9. Set “Downtime” all day for everything

In Settings > Screen Time > Downtime, you can configure “Downtime” for apps and websites. You choose a set of apps and websites, and then each day during a specified period your phone will ask you “are you really sure you want to do this?” before it will consent to open a restricted app or site. App icons are greyed out, and doing anything on your phone takes a few seconds longer. This makes whipping out your phone for a quick scroll through nonsense you don’t actually care about noticeably less enticing. I started using this feature by Downtime-ing strategic apps and websites for a few hours before and after bedtime, but then realized that there was no reason not to enable it all day, for all sites and non-essential apps. Note that Downtime disables notifications for the apps that it applies to, so make sure to set your critical apps to be “Always Allowed”.
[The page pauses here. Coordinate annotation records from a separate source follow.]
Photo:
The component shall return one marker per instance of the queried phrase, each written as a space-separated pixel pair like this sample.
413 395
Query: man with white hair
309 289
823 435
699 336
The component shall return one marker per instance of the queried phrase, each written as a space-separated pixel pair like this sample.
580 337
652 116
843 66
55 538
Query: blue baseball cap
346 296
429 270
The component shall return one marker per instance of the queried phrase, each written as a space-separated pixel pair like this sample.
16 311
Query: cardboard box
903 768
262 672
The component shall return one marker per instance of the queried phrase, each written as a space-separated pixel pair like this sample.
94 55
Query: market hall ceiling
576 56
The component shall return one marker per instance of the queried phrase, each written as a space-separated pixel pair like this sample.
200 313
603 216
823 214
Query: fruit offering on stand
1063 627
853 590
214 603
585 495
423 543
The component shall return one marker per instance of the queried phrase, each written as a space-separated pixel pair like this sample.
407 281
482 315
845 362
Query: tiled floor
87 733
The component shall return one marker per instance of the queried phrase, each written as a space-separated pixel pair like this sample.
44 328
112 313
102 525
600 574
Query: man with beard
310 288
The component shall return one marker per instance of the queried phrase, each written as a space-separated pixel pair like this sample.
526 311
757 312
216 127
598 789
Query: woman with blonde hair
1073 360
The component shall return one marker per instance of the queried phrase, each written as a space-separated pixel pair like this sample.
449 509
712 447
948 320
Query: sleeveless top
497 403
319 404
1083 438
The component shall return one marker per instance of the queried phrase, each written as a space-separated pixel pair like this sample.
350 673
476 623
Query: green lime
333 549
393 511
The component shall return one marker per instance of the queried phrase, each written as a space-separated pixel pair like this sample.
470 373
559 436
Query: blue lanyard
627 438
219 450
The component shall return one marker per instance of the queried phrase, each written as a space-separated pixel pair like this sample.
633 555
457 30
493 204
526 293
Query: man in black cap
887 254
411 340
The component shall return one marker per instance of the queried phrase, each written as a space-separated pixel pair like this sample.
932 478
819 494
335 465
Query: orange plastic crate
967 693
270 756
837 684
10. Hide distracting but necessary apps at the far end of a folder

If an app is both distracting and un-necessary, then your first thought should of course be to delete it. But often the same app can be both distracting and helpful; it just depends on the context. I like to keep such apps annoying but available, by hiding them at the far end of a big folder. Put 10 apps into a folder, ideally including some of the default apps that you never use like “Clock”. Drag each app onto its own page in the folder, and put the distracting apps on the pages furthest to the right. This means that in order to use them you will have to open the folder and scroll a long way to the side. It takes me 8 finger strokes to open Safari, and I think that this is a good thing.

Safari

10. Remove bookmarks from the start page

By default, the start page of Safari contains a list of your bookmarks and most viewed pages. I find this to be mostly a distraction. When I open Safari I usually already have a plan, which is not furthered by being nudged to read the New York Times instead. You can disable all of this cruft and make the Safari start page a calming blank sheet in Settings > Safari.

11. Remove auto-predicting from the URL bar

When you type into the Safari URL bar, Safari will often start suggesting pages based on your typing. I find this more distracting than helpful too, since it often leads me somewhere I didn’t intend to go. For now I’ll stick with old-fashioned Google search pages and hope I can tune out all the ads.


A few years ago I published a widely-read rant about how mind-rotting Slack is. In my new capacity as a focus maven I was asked by several companies if I would be interested in trying their new, distraction-free dumb-phones. To my surprise, I realized that I wasn’t. The useful parts of a smartphone are too useful to give up, for any sensible definition of the word. That’s why I think that the antidote to overwhelming tech is turgid tech; stodgy but powerful; awkward but available.

Friction can even feel good when you deliberately sign up for it. But there are limits. For example, you would definitely use your phone less if you disabled fingerprint unlocking. But for me this would be too much awkwardness, indiscriminately applied. Many of the things I use my phone for are life-enhancing; I don’t want to make those more bothersome if I can avoid it.

I wonder what an operating system built around a central principle of least distraction would look like. In the meantime, the above techniques should help. Start at the top.